Friday, September 17, 2010

cleaning and cleansing

In about an hour I, as well as others from my tribe, begin a 25 hour period of introspection and concomitant self assessment.

This summer I read an article from a religion pundit who claimed that the notion that all religions were fundamentally the same was inaccurate. This claim piqued my interest since that was and is my assumption. That is, my assumption is that while people take different routes to what they consider to be the best way to live spiritually, the ultimate goal of being considerate, loving and self loving, friendly, and giving is the same in all tribes.

After reading the expert's article I still felt the same way. The only thing the author convinced me of was that he has become exasperated by those who do not accept his perspective. Some irony there.

So, while I am no expert on alternative religions I suspect that all religions have some time and prescription for repentance and self assessment. And the objective of this time of self analysis is a removal of the debris that somehow accrues and interferes with the functioning of our hearts. A cardiologist would argue that an unhealthy heart can undermine wellness. Similarly a heart infected by accrued litter impedes our capability to live and love as we should and could.

My favorite part of the day of atonement starts in about an hour here in the East. It is called the Kol Nidre prayer. I haven't missed a Kol Nidre in twenty years or more. I think as much as the message of the prayer, the fact that people all over the world are chanting the same prayer to start this period of introspection is a powerful starting point to my own day of evaluation.
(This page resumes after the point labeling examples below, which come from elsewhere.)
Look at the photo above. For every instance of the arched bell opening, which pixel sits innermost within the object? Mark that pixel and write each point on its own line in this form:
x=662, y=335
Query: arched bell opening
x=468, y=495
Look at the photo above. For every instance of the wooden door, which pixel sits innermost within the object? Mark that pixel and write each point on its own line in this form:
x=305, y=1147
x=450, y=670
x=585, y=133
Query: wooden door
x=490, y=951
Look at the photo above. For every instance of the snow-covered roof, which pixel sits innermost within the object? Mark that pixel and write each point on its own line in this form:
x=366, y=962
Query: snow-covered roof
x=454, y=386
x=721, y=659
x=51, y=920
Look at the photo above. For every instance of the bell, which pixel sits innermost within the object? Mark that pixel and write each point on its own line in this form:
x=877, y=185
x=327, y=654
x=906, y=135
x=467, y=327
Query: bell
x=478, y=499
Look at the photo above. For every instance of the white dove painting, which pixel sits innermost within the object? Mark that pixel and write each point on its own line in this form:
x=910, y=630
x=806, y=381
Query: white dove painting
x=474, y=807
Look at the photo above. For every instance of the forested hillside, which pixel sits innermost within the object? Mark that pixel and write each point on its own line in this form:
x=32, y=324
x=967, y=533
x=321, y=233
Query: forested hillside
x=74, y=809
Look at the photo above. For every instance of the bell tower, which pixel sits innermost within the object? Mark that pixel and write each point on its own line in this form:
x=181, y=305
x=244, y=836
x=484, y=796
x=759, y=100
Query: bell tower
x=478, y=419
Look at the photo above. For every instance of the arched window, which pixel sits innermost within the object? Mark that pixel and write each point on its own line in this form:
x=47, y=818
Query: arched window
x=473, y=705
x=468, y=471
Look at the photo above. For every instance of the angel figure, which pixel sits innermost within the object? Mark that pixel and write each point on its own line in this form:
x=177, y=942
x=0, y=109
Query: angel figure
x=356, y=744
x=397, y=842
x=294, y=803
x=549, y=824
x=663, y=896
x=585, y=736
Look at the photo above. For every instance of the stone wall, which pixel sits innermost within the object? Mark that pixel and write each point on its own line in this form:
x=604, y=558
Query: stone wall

Whatever route we take, I think it is important now and again that we stay on the course suggested by our pure hearts. Old story. My dad is watching me saw a piece of wood. He has used a ruler to draw a pencil line that I'm supposed to move my saw along. Somehow I move away from the line. Dad spots this as he pauses from his own sawing. He tells me to go back to where I veered off the line. I am maybe 7 and I tell him to look how far I am along, albeit away from the line. He tells me to go back to where I veered off regardless of how far along I might be.

It is I think the goal of this day of atonement to examine the forces that made us move off the line, and get back on track.